A criatura pantanosa, algo surrealista, vai aparecer em outros momentos da narrativa. Seria um lembrete da culpa da personagem? Pode ser, mas isso não fica claro – não há respostas fáceis em “April”.


Bloco cirúrgico

Dea Kulumbegashvili tem um estilo realista. Filmou inclusive partos reais, como a sequência inicial, com a câmera imóvel no teto do bloco cirúrgico, acompanhando a chegada da criança natimorta que dá início à trama. A passagem mais forte é também com câmera estática, quando assistimos a Nina realizando um aborto em tempo real – só vemos as coxas e o abdômen da jovem, enquanto ouvimos a médica fazendo o procedimento.

“April” também sabe ser belo. Há longas tomadas panorâmicas da paisagem da Georgia, com as montanhas, campos de flores e o céu tomado por diferentes cores. Tais imagens são como um respiro, diante da dureza da história que está na tela.


FUTURAS ESTREIAS

Confira lançamentos previstos para este mês na Mubi


• “A colheita” (8/8)
Da diretora e produtora grega Athina Rachel Tsangari. Estrelado por Caleb Landry Jones e Harry Melling, o filme mostra o desaparecimento de uma comunidade agrária abalada pela chegada de forasteiros e pela ameaça da modernidade.
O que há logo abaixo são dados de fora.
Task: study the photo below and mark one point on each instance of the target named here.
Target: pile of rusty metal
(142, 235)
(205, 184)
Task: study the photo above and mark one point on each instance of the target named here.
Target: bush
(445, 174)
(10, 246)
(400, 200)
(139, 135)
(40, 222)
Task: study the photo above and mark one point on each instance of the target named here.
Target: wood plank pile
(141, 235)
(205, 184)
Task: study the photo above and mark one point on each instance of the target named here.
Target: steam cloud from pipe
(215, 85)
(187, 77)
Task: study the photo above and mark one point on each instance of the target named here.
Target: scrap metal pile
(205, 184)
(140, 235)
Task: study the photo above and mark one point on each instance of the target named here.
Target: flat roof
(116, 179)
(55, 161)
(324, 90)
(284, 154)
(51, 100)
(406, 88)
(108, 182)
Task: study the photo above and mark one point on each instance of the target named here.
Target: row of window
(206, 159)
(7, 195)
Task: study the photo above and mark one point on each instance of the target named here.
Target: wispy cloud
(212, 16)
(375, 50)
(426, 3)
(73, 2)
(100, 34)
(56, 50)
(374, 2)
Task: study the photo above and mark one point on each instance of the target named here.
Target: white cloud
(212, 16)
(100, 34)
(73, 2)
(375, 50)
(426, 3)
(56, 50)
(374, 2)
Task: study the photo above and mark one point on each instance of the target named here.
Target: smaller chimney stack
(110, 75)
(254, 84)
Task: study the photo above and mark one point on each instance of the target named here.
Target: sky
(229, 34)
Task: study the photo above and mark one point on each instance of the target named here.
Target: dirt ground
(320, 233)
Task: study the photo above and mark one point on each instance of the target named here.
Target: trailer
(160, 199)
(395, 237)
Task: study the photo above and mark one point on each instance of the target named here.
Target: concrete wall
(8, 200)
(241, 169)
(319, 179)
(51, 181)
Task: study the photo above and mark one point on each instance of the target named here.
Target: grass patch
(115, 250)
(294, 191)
O sinal de que algo está muito errado vem de duas grandes colunas de fumaça.

MUBI/divulgação

• “Hot milk” (22/8)
Exibido recentemente nos cinemas, o filme marca a estreia na direção de longas da britânica Rebecca Lenkiewicz, roteirista de “Ela disse”, “Desobediência” e “Ida”. Adaptação do romance homônimo da sul-africana Deborah Levy, acompanha mãe e filha.

Sofia (Emma Mackey) viaja com a mãe, Rose (Fiona Shaw) para uma praia espanhola. A mulher mais velha sofre de uma doença estranha, que pode ser física, mas também psicológica. Nesse cenário, Sofia tenta fugir da dominação da mãe.

• “Vice is broke” (29/8)
O documentário narrado e dirigido por Eddie Huang mostra, de forma irreverente e brutal, como era o tom das produções do próprio veículo, a ascensão e queda da Vice Media.

O grupo, que nasceu no início da década de 1990 como um fanzine punk no Canadá, se tornou um império de mídia, até decretar falência, há três anos.